What is lupus and what causes it?
Systemic lupus erythematosus is an autoimmune disease. We call autoimmune diseases those in which the defense mechanisms of the body designed to defend against external aggressions, for reasons not well known begin to target and attack the body itself. In the case of systemic lupus erythematosus, we know that there is a hereditary base in the disease, as shown by the familial aggregation of cases and the relationship between this disease and other autoimmune diseases, although we do not know the exact mechanisms by which this alteration is initiated.
What symptoms does it present?
The symptoms of the disease are very varied because these auto-antibodies, which are these products of the defense mechanisms that attack the organism, can be directed to a multitude of organs and systems. In any case, the most common symptoms are skin lesions, especially the photosensitivity of sun reactions, joint pain with arthralgias, arthritis, frequent myalgias, although a multitude of symptoms such as inflammation of the serous, pleura, pericardium may appear. involvement in the kidneys, neurological involvement, although all the more serious forms of the disease are much less frequent.
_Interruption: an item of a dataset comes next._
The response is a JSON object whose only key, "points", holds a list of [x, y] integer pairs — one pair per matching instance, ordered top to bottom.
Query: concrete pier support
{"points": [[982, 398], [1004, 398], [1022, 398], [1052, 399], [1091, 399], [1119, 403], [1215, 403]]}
The vast majority of patients have either skin lesions or skin lesions plus joint pain plus biological alterations.
What is the treatment and what's new?
When we diagnose a patient with systemic lupus erythematosus, the first thing to say is whether or not they need treatment. Not all patients need treatment, if all patients should be monitored. There are patients that with an annual follow-up visit is more than enough. Patients who have very mild forms of the disease such as joint or skin lesions can go very well with a very old and widely used drug that is hydroxychloroquine sometimes combined with small doses of corticosteroids or anti-inflammatories at specific times. If the disease affects other organs and the risk of complications is a little higher, corticosteroids can be added to hydroxychloroquine at higher doses and sometimes we use immunosuppressants such as azatriopine.. Currently, in more serious cases that, I repeat, are less frequent, we use corticosteroids at very high doses, sometimes immunosuppressants such as cyclophosphamine and sometimes monoclonal antibodies, as rituximab has recently been used.. Recently, the use of a new monoclonal antibody, belimumab, has been accepted by the Spanish drug agency, which is indicated for patients who have used azatriopine or mycophenolate, have not controlled the disease and have positive anti-DNA antibodies. Small specific group of patients can benefit from the use of monoclonal antibodies.